For me it’s yet another hydrocephalus baby abandoned at the hospital, or even worse, the days-old, spina bifida baby that was brought to us after being found in a dumpster. In the trash. The baby was thrown in the trash. She was thrown away. She’s doing okay now- cleaned up, eating, getting antibiotics and wound care for the lesions covering her body. But thinking about the evil this baby has endured thus far in her little life, it seems too crushing, like an elephant on my chest. Like I said, it’s hard not to give up on people. We’re so ugly and hurtful and hateful, bent and broken and stained by sin, capable of such unspeakable evil.

This is when I really cannot wrap my mind around God’s love. Because sometimes I think He should just squish us. We deserve it. We deserve to be squished. All of us. Especially by Him. Because really even those of us that look okay on the outside, with the manicured lawn and washed windows, on the inside we’re stained too. The selfishness and hatred that lurks in my heart is as dark as baby-trashing. That’s what is really crushing. And He sees it all, even the stains in me that I don’t even know about. He knows them. He sees yours too. We’re all baby-trashers.

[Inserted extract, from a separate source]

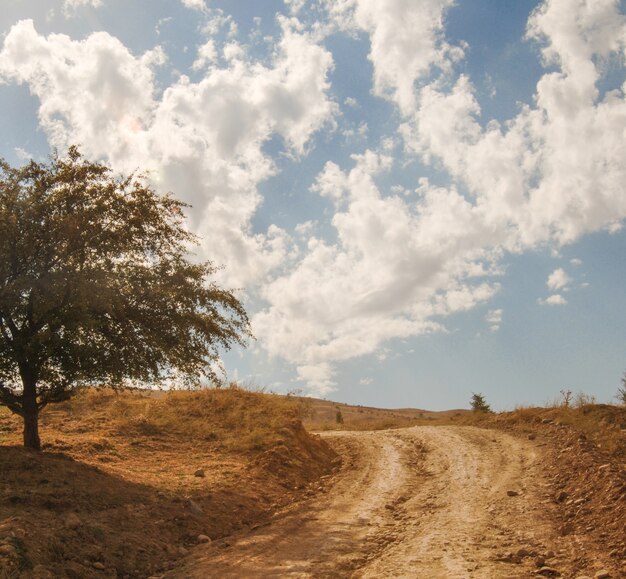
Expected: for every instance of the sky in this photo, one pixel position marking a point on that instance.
(416, 199)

“When the time was right, the Anointed One died for all of us who were far from God, powerless, and weak. Now it is rare to find someone willing to die for an upright person, although it’s possible that someone may give up his life for one who is truly good. But think about this: while we were wasting our lives in sin, God revealed His powerful love to us in a tangible display—the Anointed One died for us. As a result, the blood of Jesus has made us right with God now, and certainly we will be rescued by Him from God’s wrath in the future. If we were in the heat of combat with God when His Son reconciled us by laying down His life, then how much more will we be saved by Jesus’ resurrection life? In fact, we stand now reconciled and at peace with God. That’s why we celebrate in God through our Lord Jesus, the Anointed.” Romans 6:6-11


What the what?! Seriously? I have heard the Gospel since I was knee-high to a grasshopper (obviously an expression; I was knee-high to a Harlem Globetrotter by the time I could stand), but it knocks me on my face over and over again. How God could possibly look down on all this mess and not squish us- to still want us and love us and die for us, enduring all of our darkness, so that our stains might be washed clean. To call us not Despised or Evil, but Beloved. It amazes me sometimes the work that God has done in me, to have taken my capacity to love others from thimble-sized to teacup-sized, a work He continues every day despite my failing. But His Love? His Never Stopping, Never Giving Up, Unbreakable, Always and Forever Love? I think the song “The Love of God” describes it my favorite way:

Could we with ink the ocean fill,
And were the skies of parchment made,
Were every stalk on earth a quill,
And every man a scribe by trade;
To write the love of God above
Would drain the ocean dry;
Nor could the scroll contain the whole,
Though stretched from sky to sky



So I guess I’m not going to give up on humanity today. I’m going to dry my eyes and thank my God and keep loving those despicable people. How could I not? He didn’t give up on me.